O método não é uma “pintura paradigmática idealizada de como as coisas deveriam ser”, mas dedica-se à investigação do modo de produção capitalista, como crítica da totalidade das formas sociais de exploração e opressão, tal como o racismo, que busca superar. Os pressupostos do marxismo, compreendido como ciência da revolução, não são pressupostos arbitrários ou dogmáticos, mas antes reais, a partir dos quais se estabelece a abstração-concreta. As suas premissas referem-se aos sujeitos reais e suas condições materiais de vida, a própria “vida do material”, que importa tornar inteligível, demonstrando suas contradições.
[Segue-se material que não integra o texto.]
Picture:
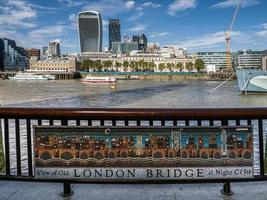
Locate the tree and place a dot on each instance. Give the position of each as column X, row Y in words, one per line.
column 107, row 64
column 179, row 66
column 97, row 65
column 118, row 65
column 199, row 64
column 189, row 66
column 87, row 64
column 125, row 65
column 161, row 66
column 151, row 66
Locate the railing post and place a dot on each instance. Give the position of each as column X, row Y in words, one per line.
column 227, row 189
column 226, row 185
column 67, row 190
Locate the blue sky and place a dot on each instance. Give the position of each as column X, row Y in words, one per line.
column 197, row 25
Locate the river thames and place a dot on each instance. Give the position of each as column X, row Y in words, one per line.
column 129, row 94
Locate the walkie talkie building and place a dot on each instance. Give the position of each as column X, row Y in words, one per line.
column 90, row 31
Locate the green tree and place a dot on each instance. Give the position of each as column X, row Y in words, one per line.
column 199, row 64
column 151, row 66
column 118, row 65
column 189, row 66
column 179, row 66
column 87, row 64
column 169, row 67
column 97, row 65
column 107, row 64
column 125, row 65
column 161, row 66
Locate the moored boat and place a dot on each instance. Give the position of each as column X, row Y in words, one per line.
column 98, row 79
column 251, row 80
column 31, row 76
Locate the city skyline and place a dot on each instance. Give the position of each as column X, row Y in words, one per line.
column 193, row 24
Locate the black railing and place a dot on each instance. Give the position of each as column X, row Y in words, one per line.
column 18, row 120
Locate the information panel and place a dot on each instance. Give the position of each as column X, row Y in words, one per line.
column 2, row 156
column 143, row 153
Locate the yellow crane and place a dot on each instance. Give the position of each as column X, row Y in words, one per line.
column 228, row 38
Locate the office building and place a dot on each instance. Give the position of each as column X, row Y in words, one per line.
column 33, row 53
column 114, row 30
column 54, row 49
column 249, row 58
column 216, row 59
column 12, row 57
column 45, row 51
column 124, row 48
column 62, row 64
column 141, row 41
column 90, row 31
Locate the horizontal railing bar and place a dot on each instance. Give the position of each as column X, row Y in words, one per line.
column 134, row 114
column 32, row 179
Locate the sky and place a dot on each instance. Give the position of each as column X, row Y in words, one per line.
column 197, row 25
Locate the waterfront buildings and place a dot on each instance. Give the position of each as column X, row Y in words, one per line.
column 114, row 29
column 33, row 53
column 54, row 49
column 12, row 57
column 63, row 64
column 119, row 48
column 138, row 56
column 249, row 58
column 90, row 31
column 45, row 52
column 217, row 59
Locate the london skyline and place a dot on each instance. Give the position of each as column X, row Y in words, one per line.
column 193, row 24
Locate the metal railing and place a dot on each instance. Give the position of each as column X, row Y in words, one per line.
column 18, row 120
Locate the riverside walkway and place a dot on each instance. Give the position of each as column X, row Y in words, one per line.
column 42, row 191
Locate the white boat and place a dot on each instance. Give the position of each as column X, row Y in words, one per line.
column 252, row 80
column 98, row 79
column 31, row 76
A perspectiva antirracista do marxismo relaciona-se ao esforço de constituição de uma teoria explicativa das condições históricas de produção e reprodução da vida social, o que envolve a crítica da noção abstrata de “determinação natural dos indivíduos humanos”. Afastando-se de pressupostos essencialistas e naturalistas, a concepção dialética e materialista da história compreende a humanidade em toda a sua diversidade à luz do processo histórico que se distingue da ordem natural, não pela ideia, consciência ou religião, mas a partir do momento da produção dos meios de vida, a produção material da existência. Recusando as “construções ideais fixas e imutáveis”, Marx e Engels desconstruíram não somente a filosofia de Hegel, mas os “diferentes profetas” hegelianos (Feuerbach, Stirner, Bauer e consortes).
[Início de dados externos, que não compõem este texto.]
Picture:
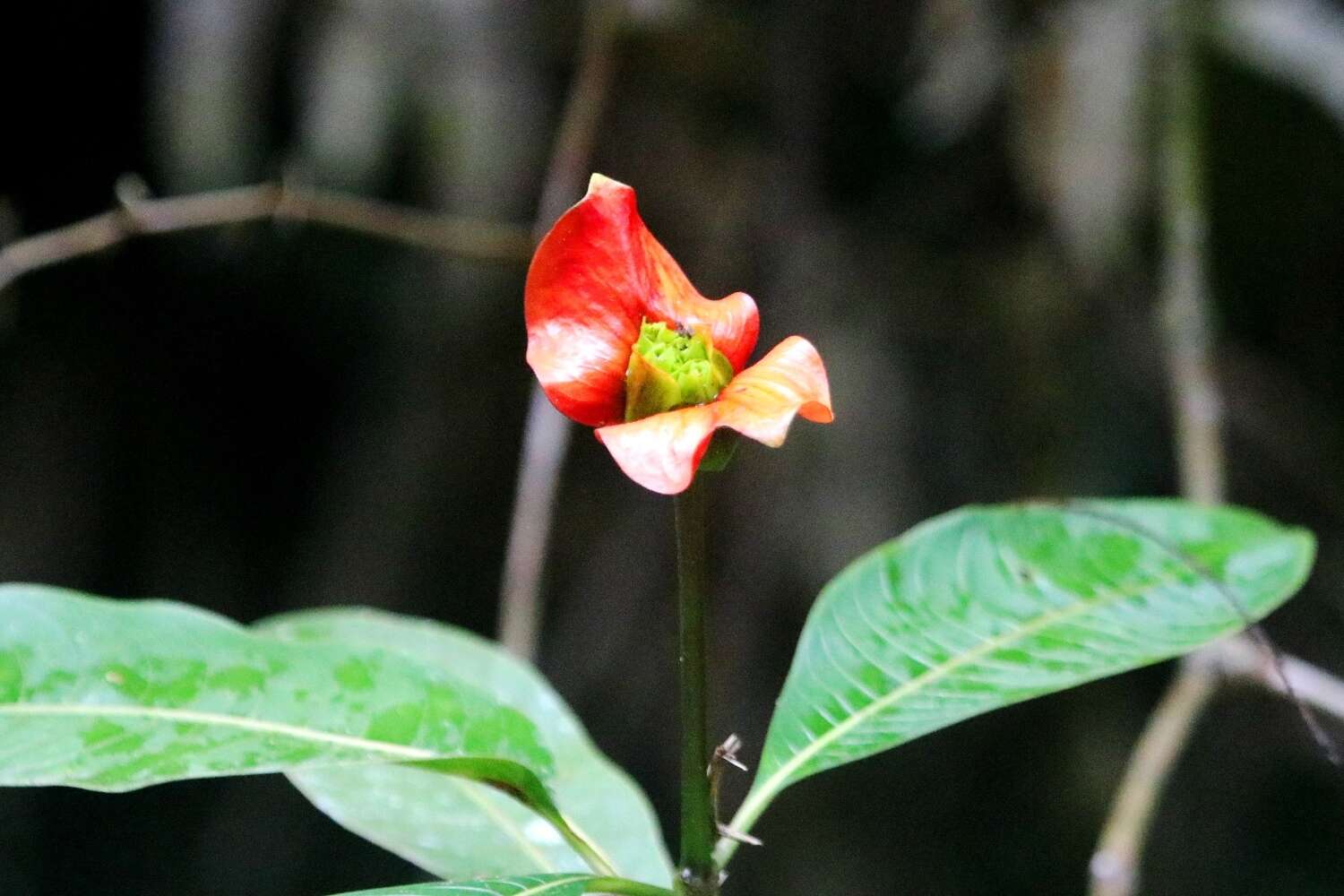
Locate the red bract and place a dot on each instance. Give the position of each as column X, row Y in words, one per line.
column 594, row 280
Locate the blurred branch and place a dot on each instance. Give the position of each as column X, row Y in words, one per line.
column 1198, row 413
column 1300, row 42
column 1239, row 659
column 1115, row 866
column 139, row 217
column 546, row 435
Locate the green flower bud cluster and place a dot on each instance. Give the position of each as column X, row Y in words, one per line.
column 672, row 368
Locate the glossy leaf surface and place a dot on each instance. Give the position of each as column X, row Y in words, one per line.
column 116, row 694
column 989, row 606
column 456, row 828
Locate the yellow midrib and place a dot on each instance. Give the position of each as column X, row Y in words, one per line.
column 193, row 716
column 760, row 796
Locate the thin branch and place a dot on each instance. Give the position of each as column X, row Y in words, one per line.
column 140, row 217
column 1241, row 659
column 547, row 435
column 1116, row 861
column 1198, row 411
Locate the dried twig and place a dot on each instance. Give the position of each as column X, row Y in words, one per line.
column 1198, row 410
column 547, row 435
column 137, row 215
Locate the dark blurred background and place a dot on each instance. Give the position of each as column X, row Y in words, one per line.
column 953, row 199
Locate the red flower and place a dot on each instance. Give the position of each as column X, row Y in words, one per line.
column 599, row 284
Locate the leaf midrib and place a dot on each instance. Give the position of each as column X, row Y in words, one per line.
column 755, row 801
column 194, row 716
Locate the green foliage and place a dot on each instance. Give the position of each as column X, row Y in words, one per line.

A oposição ao neo-hegeliano Max Stirner, a título exemplificativo, lança luzes sobre a questão, visto que este explicou “toda a deformação dos indivíduos a partir do simples processo natural de geração”. No debate proposto em A Ideologia Alemã (1845-46), as chamadas “diferenças do gênero humano” resultaram de processos historicamente determinados. Em Stirner, porém, o genus produziu “a divisão do trabalho e as mutações surgidas sob as circunstancias sociais”. As “aptidões físicas e espirituais” ou “a natureza das coisas”, “na associação stirneriana”, estabeleceram as bases essenciais, fixas e imutáveis das relações sociais. No debate com Stirner, Marx e Engels criticaram o paradigma biológico-naturalista, recusando as noções essencialistas de “pureza racial” e “degeneração racial”. Declararam que, “mesmo as diferenças do gênero humano surgidas espontaneamente, como as diferenças entre raças etc., sobre as quais Sancho não fala absolutamente nada, podem e têm de ser historicamente eliminadas”, uma vez que não existe uma essência fixa a-histórica posicionada antes da história real dos sujeitos. Nos limites do debate filosófico e político da época, Marx e Engels divergiram frontalmente de toda e qualquer concepção naturalista e essencialista de explicação histórica – uma chave de leitura importante para a compreensão da perspectiva antirracista do marxismo.

O ataque de Marx ao racismo científico

Na ideologia racista “científica” moderna ocorre a caracterização da existência dos chamados traços naturais e hereditários, com base nos quais os seres humanos são categorizados em agrupamentos ordenados no interior de uma hierarquia “natural”. Nas palavras de Frantz Fanon (“Em defesa da revolução africana”), primeiro, “afirma-se a existência de grupos humanos sem cultura; depois, a existência de culturas hierarquizadas”. Deste modo, toda a teoria do racismo moderno sustenta que essa hierarquia supostamente “natural” justifica e até mesmo exige uma correspondente hierarquia social das raças, na qual as raças “superiores” dominam as “inferiores”.

O naturalismo e o essencialismo dão base à ideologia racista que, apoiada nas teorias da diferença humana, da desigualdade natural e nas técnicas de controle social precedentes ao capital, alcança, porém, uma especificidade no modo de produção capitalista, período no qual a forma social raça se universaliza. Historicamente, a ideologia racista tem como pressuposto uma divisão biológica e hierárquica da humanidade. Assim, o racismo perquiriu “no biológico a base material da doutrina”. Todo esse processo ocorreu em conjunto com a ascensão do colonialismo e do capitalismo como modo de produção hegemônico e com o surgimento e expansão do comércio transatlântico de escravos. O “racismo não é um todo”, mas consiste no elemento mais visível, aparente, cotidiano, geralmente grosseiro, vulgar, e por vezes, “sofisticado”, no interior de um determinado modo de produção e reprodução social.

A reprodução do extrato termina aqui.